Same.  Why wouldn't that be "<="?

> 450-451: (infoackp->dl_addr_length < DLPI_PHYSADDR_MAX)

"<="?

> 472-473: see comment for line 464

I'm confused by that.  I'm asking what _checks_ the value.

> >   440: what guarantees that &infop->di_qos_range is big enough to hold
> >   all infoackp->dl_qos_range_length bytes?
> >   
> Same question as for comment of line 432.

OK ... ?

> >   457,460: why is this done only in the case where there's an address?
> >   Why not set this flag when you're computing the abs value?
> >   
> Flag is set when computing the abs value

(Code changed?)

> >   464,466,475: same questions about destination buffer size: how do we
> >   know that the buffer can hold what we're copying?  What if the
> >   message from the driver is corrupt?
> >   
> For the destination buffer since infop->di_physaddr is an array of 
> DLPI_PHYSADDR_MAX isn't it safe to assume the size?

No.

>   I've added a check (takes care of the later comment as well):
> 
>        if (infop->di_physaddrlen > DLPI_PHYSADDR_MAX ||
>             infop->di_bcastaddrlen != infop->di_physaddrlen
> Do you suggest a check of offset  and a check of dl_sap_length?

Yes.

> >   470: if you later assume this to be so, then why not check it here?
> >   If dl_brdcst_addr_length is non-zero, then check that it's also
> >   equal to infop->di_physaddrlen.  If it's not, then something's
> >   wrong.
> >
> >   
> Would you suggest if it's not equal to return  DL_BADADDR and same for 
> above?

Yes.

> >   515-518: why is this needed?  Why not just use "dl_attach_req_t
> >   attachreq;" and "dl_ok_ack_t ack;" on the stack, rather than calling
> >   these extra functions and using alloca?  There doesn't seem to be a
> >   benefit in this case.
> >   
> Not needed except to keep it consistent as the others. But in that case 
> dlpi_passive(), dlpi_unbind() could be done the same.

I see.

> >   541: if 'prim' is invalid, this accesses memory off the end of the
> >   array.  (Not that I care for a static function always called with
> >   constants, but ...)
> >   
> I've changed this to:
> return (i < nprimsizes ? dlpi_primsizes[i].dp_primsz : 0);

For what it's worth, I would have used sizeof (t_uscalar_t) instead of
0 there.  The caller is probably allocating memory as a result of this
call, and the minimum primitive length is actually the size of the
dl_primitive field.

> >   579: will access one off the beginning of the array if "" is passed
> >   in for provider.
> >   
> Added a check of:
>  if (provlen = 0 || provlen >= DLPI_LINKNAME_MAX)
>                 return (DLPI_ELINKNAMEINVAL);

"=="?

> >   668: should this function do something about dip->dli_sap?
> >   
> Probably but I'm not sure what can be done since setting it to zero also 
> has a meaning.

I'd prefer seeing it returned to its initial value, whatever that
might be.  (If that's zero, then that's fine, even if zero has a
meaning.  Perhaps that might be a reason to revisit the chosen initial
value ...)

> >   784-785: should do more checking here.
> >   
> Added a check for dl_addr_length:
>         if ((physackp->dl_addr_offset != 0) &&
>             (physackp->dl_addr_length != 0) &&
>             (physackp->dl_addr_length <= DLPI_PHYSADDR_MAX)) {
> 
>    adding a check for offset as well.
> physackp->dl_addr_offset > DL_PHYS_ADDR_ACK_SIZE;

That should be ">=".

> >   953-954: should check more.
> >   
> Added a check for:
> (udatap->dl_src_addr_length <= DLPI_PHYSADDR_MAX))
> Do you suggest to add a check for the offset as well?
> udatap->dl_src_addr_offset >= DL_UNITDATA_REQ_SIZE;

Yes.  But I think that should be DL_UNITDATA_IND_SIZE for input.

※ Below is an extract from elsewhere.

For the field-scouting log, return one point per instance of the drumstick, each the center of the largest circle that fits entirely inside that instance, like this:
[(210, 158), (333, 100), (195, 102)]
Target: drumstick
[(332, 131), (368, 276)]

> >   958,962: how do we know saddrp is big enough?
> >
> >   975,979: same for recvp->dri_destaddr.
> >   
> The approach was, as will be in the manpage for dlpi_recv(), the caller 
> needs to ensure saddrp is atleast DLPI_PHYSADDR_MAX. 
> As in other places will add a check for saddrp.
> For recvp->dri_destaddr, the structure member is defined to be a an 
> array of DLPI_PHYSADDR_MAX. Will that ensure the size otherwise will add
>   a check of sizeof(recvp->dri_destaddr) >= DLPI_PHYSADDR_MAX.

For saddrp, I guess that's sufficient.  It means, though, that if we
ever have to change DLPI_PHYSADDR_MAX because of some new datalink
layer (IB++?), we'll be in a tough place.

For dri_destaddr, the problem is that dri_destaddrlen is just
dl_dest_addr_length minus dli_saplen.  There seems to be no guarantee
that this is actually in the range 0..DLPI_PHYSADDR_MAX.

> >   983: I'd suggest passing the dl_group_address value back to the
> >   caller unmolested.  Values other than 0 and 1 may be significant.
> >   
> Isn't the purpose of dri_isunicast just to indicate if it  is a unicast 
> address or  multicast/broadcast address?

Yes, but the actual value in the structure is t_uscalar_t, and the
comment says "one if multicast/broadcast."  It doesn't say it's a
boolean, or that other values will never be needed in the future.

My suggestion is to rename this field to dri_group_address, and just
copy the value in.

> >   1033-1038: seems a bit misleading; consider reformatting.
> >   
> I 've reformatted this to:
> 
>          if (retval != DLPI_SUCCESS) { 
>                  dip->dli_mod_pushed = 0;
>                  return (retval);
>        } else {
>                dip->dli_fd = fd;
>        }

No, I was suggesting this:

        if (retval != DLPI_SUCCESS) {
                dip->dli_mod_pushed = 0;
                return (retval);
        }

        dip->dli_fd = fd;

I find the 'else' clause to be very misleading in this case.  'Else'
makes sense when both arms have return or goto statements, or when
neither one does.  If only one arm has return/goto, then it's much
less clear to the reader when the 'else' is actually encountered, and
what paths lead to falling through to the code below.

> >   1087: what?
> >   
> As mentioned above in comment for line 1026, this code was left as the 
> previous code, except the variable name changes, since it will be 
> removed by the IP Tunnel work.
> The code here for example for ifconfig ip.tun0  plumb does is
> 
> line 1047:dli_mod_pushed++ is done so that the pushing of the last 
> module is done in i_dlpi_style2_open.
> 
> Line 1087 is to bring the dli_mod_pushed to the actual value (bumped in 
> line 1047) so the ioctl call in line 1094 is done.
> 
> I can add a comment and put a note that this code is temporary and will 
> be simplified with the IP tunnel work.

OK.

> >   1254: the design seems somewhat fragile here.  It'll discard
> >   unexpected asynchronous messages rather than dispatching them, which
> >   may well be harmful for things like DL_NOTIFY_IND.  (No, I don't
> >   have a good solution that doesn't involve significant complexity for
> >   the application.  :-<)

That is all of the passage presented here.